Washington, April 27 : Scientists have launched a pioneering free tool to help oncologists select the best therapies for patients with non-small-cell lung cancer.
The groundbreaking tool was introduced by scientists at the 1st European Lung Cancer Conference jointly organized by the European Society for Medical Oncology (ESMO) and the International Association for the Study of Lung Cancer (IASLC) in Geneva, Switzerland.
The online database brings together data on all the known somatic mutations (tumor derived - tumor specific) in a molecule called epithelial growth factor receptor (EGFR). omatic mutations in this cell-surface molecule are known to affect treatment with the newer tyrosine kinase inhibitor class of drugs.
"We have known for some time that some EGFR mutations correlate with response to tyrosine kinase inhibitors for lung cancer patients," says Dr. Samuel Murray from Department of Molecular Pathology and Translational Oncology, Metropolitan Hospital, Athens, Greece.
"But there have been so many articles published on this topic that we felt that it would be virtually impossible for any given center or individual to interpret the clinical relevance of a given mutation.

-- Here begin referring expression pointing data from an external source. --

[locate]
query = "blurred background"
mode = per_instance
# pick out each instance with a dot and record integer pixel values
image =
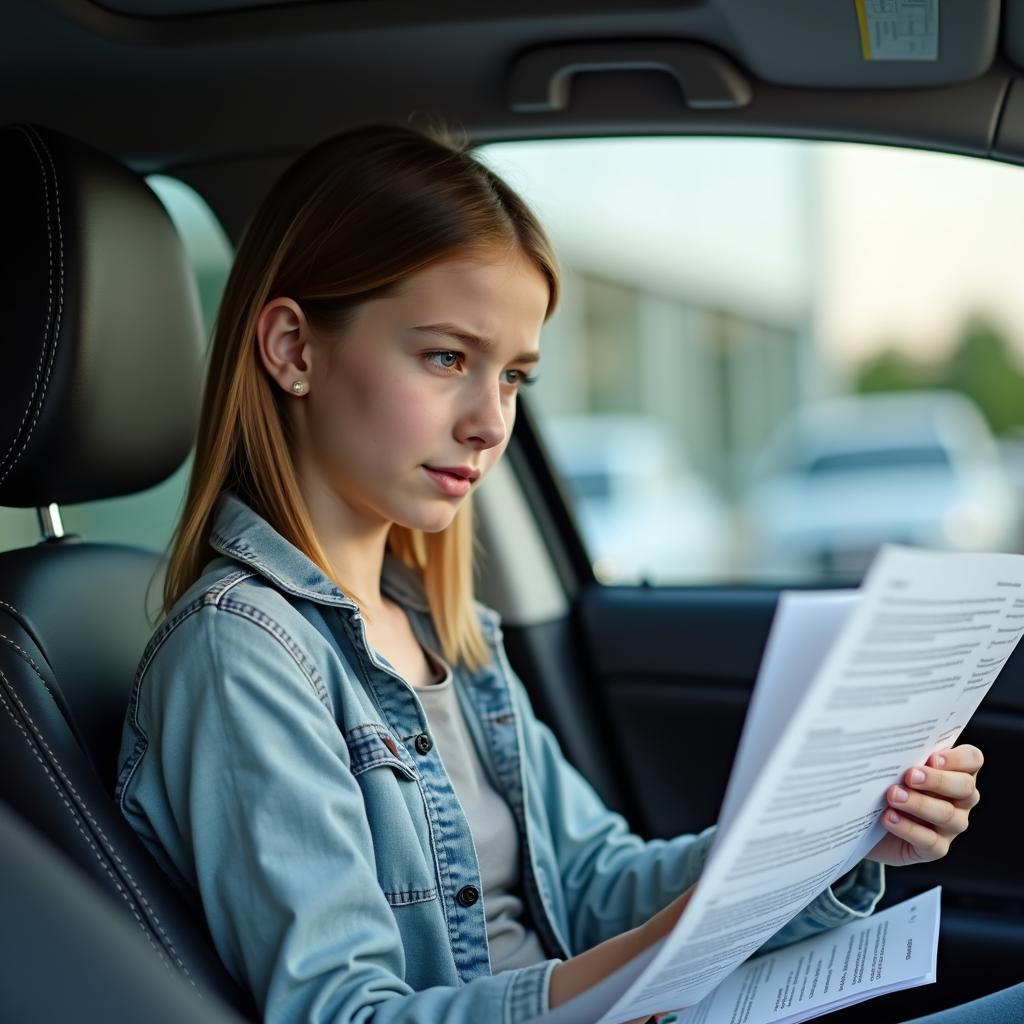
(770, 356)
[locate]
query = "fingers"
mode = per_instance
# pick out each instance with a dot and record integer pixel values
(946, 816)
(958, 785)
(927, 843)
(963, 758)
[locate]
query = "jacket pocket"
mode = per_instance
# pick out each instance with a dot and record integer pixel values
(373, 745)
(395, 807)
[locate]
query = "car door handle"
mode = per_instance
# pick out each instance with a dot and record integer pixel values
(541, 77)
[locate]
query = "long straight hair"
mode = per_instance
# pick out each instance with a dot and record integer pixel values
(347, 222)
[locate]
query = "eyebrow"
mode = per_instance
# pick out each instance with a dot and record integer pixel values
(477, 342)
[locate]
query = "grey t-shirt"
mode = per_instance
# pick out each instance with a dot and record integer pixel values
(491, 822)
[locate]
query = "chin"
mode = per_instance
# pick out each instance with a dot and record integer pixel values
(429, 522)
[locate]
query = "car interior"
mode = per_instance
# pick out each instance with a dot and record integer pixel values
(644, 679)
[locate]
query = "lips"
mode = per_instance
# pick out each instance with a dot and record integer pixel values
(466, 472)
(454, 481)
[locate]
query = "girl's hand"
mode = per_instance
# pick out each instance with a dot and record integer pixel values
(931, 809)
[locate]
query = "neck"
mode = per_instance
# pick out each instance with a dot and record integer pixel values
(354, 546)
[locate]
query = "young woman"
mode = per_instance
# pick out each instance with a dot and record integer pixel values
(325, 741)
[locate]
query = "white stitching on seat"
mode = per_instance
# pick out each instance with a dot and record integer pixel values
(24, 653)
(85, 810)
(29, 133)
(78, 824)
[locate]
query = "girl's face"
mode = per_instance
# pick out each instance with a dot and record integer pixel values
(413, 404)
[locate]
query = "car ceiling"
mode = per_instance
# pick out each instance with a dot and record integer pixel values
(225, 92)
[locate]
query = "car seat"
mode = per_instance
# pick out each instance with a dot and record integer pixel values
(98, 397)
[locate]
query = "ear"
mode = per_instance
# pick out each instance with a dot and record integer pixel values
(283, 340)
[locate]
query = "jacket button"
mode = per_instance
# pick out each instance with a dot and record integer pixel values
(467, 896)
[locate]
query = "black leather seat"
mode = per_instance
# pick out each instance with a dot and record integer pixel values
(101, 368)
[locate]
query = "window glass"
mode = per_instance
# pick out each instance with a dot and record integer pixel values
(772, 356)
(147, 518)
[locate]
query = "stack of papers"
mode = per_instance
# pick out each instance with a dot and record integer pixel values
(854, 688)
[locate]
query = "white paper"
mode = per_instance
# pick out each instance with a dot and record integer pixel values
(889, 951)
(851, 693)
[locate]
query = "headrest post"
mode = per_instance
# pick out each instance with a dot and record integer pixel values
(50, 522)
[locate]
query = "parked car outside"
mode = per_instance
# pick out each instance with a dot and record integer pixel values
(841, 477)
(642, 514)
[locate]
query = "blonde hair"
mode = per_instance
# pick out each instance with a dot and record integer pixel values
(348, 221)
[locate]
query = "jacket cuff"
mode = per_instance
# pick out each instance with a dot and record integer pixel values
(852, 896)
(527, 994)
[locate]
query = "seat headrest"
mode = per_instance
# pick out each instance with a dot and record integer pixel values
(100, 363)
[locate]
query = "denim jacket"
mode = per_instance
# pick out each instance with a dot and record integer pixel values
(282, 771)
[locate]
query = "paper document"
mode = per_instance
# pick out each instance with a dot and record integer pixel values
(853, 689)
(889, 951)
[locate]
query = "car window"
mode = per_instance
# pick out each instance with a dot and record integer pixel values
(773, 355)
(146, 518)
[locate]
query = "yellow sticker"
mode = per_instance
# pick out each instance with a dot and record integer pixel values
(898, 30)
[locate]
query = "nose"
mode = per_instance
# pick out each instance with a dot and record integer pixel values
(483, 423)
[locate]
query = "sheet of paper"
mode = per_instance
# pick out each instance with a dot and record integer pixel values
(902, 677)
(889, 951)
(806, 623)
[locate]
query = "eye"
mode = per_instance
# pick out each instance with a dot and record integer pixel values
(444, 359)
(519, 378)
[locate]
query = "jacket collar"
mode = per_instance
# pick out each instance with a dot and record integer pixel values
(241, 534)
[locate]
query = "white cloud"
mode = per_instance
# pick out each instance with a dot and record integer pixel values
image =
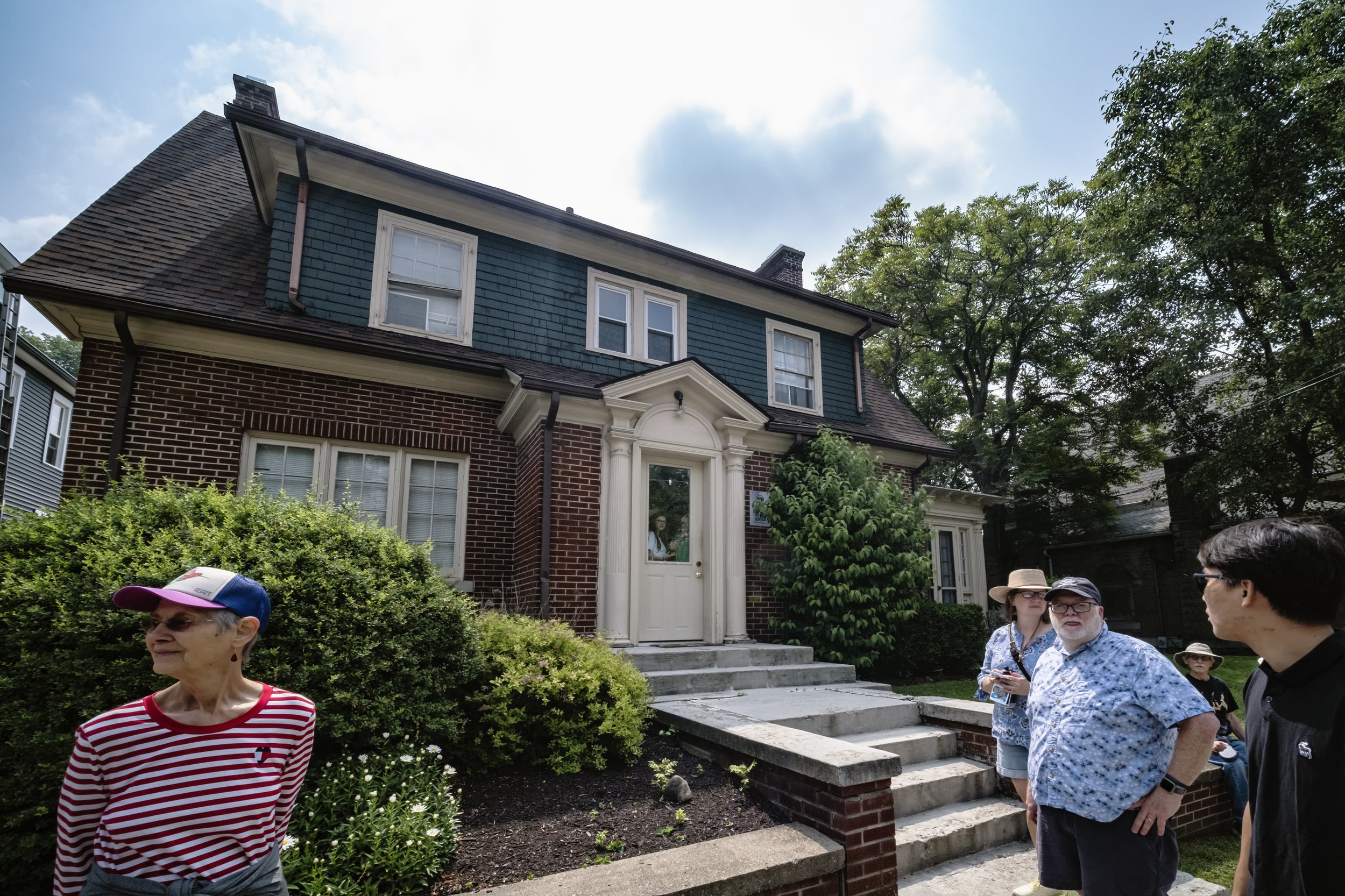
(558, 101)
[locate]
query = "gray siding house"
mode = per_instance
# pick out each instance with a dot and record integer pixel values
(45, 401)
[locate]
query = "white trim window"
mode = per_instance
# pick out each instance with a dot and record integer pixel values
(633, 319)
(795, 361)
(421, 495)
(58, 431)
(424, 279)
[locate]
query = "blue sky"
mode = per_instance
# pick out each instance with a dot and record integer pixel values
(723, 128)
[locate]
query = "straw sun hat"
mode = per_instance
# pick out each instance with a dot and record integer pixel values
(1021, 580)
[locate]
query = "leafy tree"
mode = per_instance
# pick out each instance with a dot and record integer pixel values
(63, 352)
(993, 353)
(857, 549)
(1219, 218)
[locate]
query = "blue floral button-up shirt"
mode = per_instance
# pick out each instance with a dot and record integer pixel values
(1102, 724)
(1010, 723)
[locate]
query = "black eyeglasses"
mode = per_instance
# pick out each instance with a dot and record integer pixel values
(176, 623)
(1080, 608)
(1201, 579)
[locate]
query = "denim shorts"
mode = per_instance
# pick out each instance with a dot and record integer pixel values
(1010, 760)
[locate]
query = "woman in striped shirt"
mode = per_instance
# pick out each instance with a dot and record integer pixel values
(197, 781)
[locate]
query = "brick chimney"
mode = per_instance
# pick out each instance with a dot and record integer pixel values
(784, 264)
(256, 95)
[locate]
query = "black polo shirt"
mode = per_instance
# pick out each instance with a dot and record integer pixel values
(1296, 739)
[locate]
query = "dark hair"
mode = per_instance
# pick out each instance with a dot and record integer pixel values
(1297, 563)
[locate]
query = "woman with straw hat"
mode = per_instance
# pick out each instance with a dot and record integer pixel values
(1007, 677)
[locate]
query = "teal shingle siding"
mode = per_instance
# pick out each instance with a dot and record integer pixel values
(530, 302)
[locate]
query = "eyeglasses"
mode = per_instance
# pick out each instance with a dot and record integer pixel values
(176, 623)
(1201, 579)
(1080, 608)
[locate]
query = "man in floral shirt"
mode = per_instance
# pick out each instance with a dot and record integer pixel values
(1118, 735)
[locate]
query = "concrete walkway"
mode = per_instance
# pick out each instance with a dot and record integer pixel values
(997, 872)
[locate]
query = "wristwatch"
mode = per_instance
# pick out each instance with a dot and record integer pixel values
(1173, 786)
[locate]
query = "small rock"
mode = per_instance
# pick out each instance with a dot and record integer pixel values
(677, 790)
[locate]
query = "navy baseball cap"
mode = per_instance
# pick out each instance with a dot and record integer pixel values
(202, 587)
(1075, 586)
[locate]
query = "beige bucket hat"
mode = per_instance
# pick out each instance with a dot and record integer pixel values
(1199, 649)
(1021, 580)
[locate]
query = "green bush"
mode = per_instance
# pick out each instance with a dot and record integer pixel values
(857, 551)
(552, 699)
(380, 822)
(939, 639)
(362, 624)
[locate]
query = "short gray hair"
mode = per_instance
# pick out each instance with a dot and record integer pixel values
(228, 621)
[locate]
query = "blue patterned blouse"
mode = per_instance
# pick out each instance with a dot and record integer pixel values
(1102, 724)
(1010, 723)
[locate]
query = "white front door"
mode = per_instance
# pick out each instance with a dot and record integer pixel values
(671, 576)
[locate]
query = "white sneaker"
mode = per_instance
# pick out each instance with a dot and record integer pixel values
(1035, 888)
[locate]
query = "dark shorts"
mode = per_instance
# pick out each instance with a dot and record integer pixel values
(1103, 859)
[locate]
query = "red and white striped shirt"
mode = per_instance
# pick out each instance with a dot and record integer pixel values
(148, 797)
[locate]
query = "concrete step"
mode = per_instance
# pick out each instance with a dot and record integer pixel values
(650, 658)
(950, 832)
(940, 782)
(914, 743)
(701, 681)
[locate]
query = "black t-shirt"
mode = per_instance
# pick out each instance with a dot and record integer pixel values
(1220, 699)
(1296, 741)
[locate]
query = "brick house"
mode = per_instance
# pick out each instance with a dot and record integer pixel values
(575, 415)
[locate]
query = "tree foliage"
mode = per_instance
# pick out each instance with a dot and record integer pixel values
(994, 346)
(1219, 222)
(857, 549)
(61, 350)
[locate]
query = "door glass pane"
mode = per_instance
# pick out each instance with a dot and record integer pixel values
(362, 479)
(670, 513)
(947, 579)
(284, 468)
(432, 508)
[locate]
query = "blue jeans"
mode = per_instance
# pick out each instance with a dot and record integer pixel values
(1235, 776)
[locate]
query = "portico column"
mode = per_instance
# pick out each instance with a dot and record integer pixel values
(736, 554)
(617, 572)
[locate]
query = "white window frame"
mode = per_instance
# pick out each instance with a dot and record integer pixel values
(384, 261)
(636, 334)
(771, 328)
(57, 399)
(399, 479)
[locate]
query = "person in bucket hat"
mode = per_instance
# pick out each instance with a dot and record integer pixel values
(198, 781)
(1118, 736)
(1230, 749)
(1007, 677)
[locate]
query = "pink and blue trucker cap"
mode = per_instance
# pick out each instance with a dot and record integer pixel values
(202, 587)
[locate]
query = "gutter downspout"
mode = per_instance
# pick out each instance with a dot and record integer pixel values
(128, 380)
(547, 505)
(296, 253)
(859, 364)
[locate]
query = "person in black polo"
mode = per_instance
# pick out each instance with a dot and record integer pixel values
(1277, 586)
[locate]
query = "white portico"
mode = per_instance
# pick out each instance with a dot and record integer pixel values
(674, 508)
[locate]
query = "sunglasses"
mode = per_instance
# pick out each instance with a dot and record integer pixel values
(176, 623)
(1201, 579)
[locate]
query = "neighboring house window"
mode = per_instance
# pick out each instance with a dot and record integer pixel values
(795, 368)
(417, 494)
(424, 279)
(58, 431)
(635, 319)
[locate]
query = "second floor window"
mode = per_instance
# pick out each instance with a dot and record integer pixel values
(424, 279)
(635, 319)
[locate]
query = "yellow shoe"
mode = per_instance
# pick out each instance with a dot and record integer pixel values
(1035, 888)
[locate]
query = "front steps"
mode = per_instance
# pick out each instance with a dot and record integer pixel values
(711, 669)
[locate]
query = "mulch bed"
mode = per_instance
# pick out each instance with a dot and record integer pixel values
(528, 824)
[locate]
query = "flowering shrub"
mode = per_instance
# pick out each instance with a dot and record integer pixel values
(549, 698)
(380, 822)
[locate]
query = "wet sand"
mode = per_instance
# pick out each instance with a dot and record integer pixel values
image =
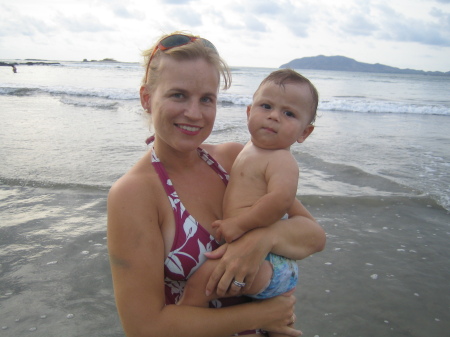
(385, 270)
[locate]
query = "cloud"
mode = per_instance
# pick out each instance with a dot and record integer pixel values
(254, 24)
(175, 2)
(125, 13)
(16, 24)
(190, 18)
(85, 23)
(397, 27)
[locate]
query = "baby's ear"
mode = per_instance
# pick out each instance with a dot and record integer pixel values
(308, 130)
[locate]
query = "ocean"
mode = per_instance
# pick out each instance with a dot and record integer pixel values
(69, 131)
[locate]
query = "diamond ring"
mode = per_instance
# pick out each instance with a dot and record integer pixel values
(239, 284)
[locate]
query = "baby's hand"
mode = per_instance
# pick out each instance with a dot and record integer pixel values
(227, 229)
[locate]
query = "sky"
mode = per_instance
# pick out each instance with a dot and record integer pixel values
(411, 34)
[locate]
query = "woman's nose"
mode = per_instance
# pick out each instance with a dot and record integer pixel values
(192, 110)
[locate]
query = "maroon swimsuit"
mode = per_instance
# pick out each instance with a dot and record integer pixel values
(191, 240)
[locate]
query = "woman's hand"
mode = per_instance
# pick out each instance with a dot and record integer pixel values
(240, 261)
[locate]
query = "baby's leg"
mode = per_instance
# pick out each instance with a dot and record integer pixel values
(194, 291)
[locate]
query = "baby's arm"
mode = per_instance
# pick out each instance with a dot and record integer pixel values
(281, 177)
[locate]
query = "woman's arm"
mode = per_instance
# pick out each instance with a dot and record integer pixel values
(295, 238)
(136, 249)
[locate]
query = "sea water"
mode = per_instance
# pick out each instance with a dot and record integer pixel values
(69, 131)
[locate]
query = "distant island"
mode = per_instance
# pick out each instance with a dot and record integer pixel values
(29, 63)
(104, 60)
(342, 63)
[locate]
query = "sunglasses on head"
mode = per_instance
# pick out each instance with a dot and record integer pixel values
(176, 40)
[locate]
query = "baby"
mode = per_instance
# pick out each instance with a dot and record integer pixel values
(263, 181)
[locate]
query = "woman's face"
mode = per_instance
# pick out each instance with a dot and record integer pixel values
(183, 102)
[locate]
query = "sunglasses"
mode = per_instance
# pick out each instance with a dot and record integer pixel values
(176, 40)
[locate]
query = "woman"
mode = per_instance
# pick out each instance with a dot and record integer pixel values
(155, 239)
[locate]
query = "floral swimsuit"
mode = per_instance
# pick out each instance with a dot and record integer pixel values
(191, 240)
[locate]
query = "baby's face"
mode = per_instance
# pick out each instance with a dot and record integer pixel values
(280, 115)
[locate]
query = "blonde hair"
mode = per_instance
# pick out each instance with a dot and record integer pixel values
(190, 51)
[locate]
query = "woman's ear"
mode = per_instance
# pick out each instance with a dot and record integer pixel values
(308, 130)
(145, 98)
(249, 107)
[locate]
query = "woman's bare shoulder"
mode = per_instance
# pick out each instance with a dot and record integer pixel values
(224, 153)
(137, 192)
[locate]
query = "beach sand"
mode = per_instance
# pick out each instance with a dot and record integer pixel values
(384, 271)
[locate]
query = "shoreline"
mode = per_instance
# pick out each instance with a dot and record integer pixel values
(384, 270)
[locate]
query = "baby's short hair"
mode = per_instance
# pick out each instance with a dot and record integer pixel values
(284, 76)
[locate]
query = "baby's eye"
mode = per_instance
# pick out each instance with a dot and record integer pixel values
(289, 114)
(206, 100)
(178, 95)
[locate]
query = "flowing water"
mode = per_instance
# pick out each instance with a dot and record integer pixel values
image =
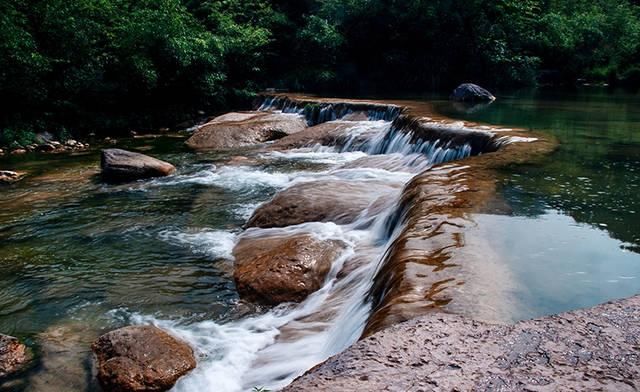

"So we worked on the assumption that a comprehensive list of all somatic EGFR mutations coupled with data on the response of non-small-cell lung cancers treated with tyrosine kinase inhibitors (TKIs) would help clinicians determine whether a specific mutation was likely to correlate with clinical benefit," he added.
The database includes cumulative data from thousands of patients. In addition, independent patient data (IPD) for patients who have been treated with tyrosine kinase inhibitors and some who have not, is being added.
A total of 12,244 patients are included, of whom 3,381 had somatic mutations in EGFR. The researchers catalogued 254 different mutations.
Ultimately, the database offers a chance to improve treatment for people receiving tyrosine kinase inhibitors.
"We believe that for the more common mutations the database allows clinicians to make more robust decisions concerning their treatment options for NSCLC," says Dr. Murray.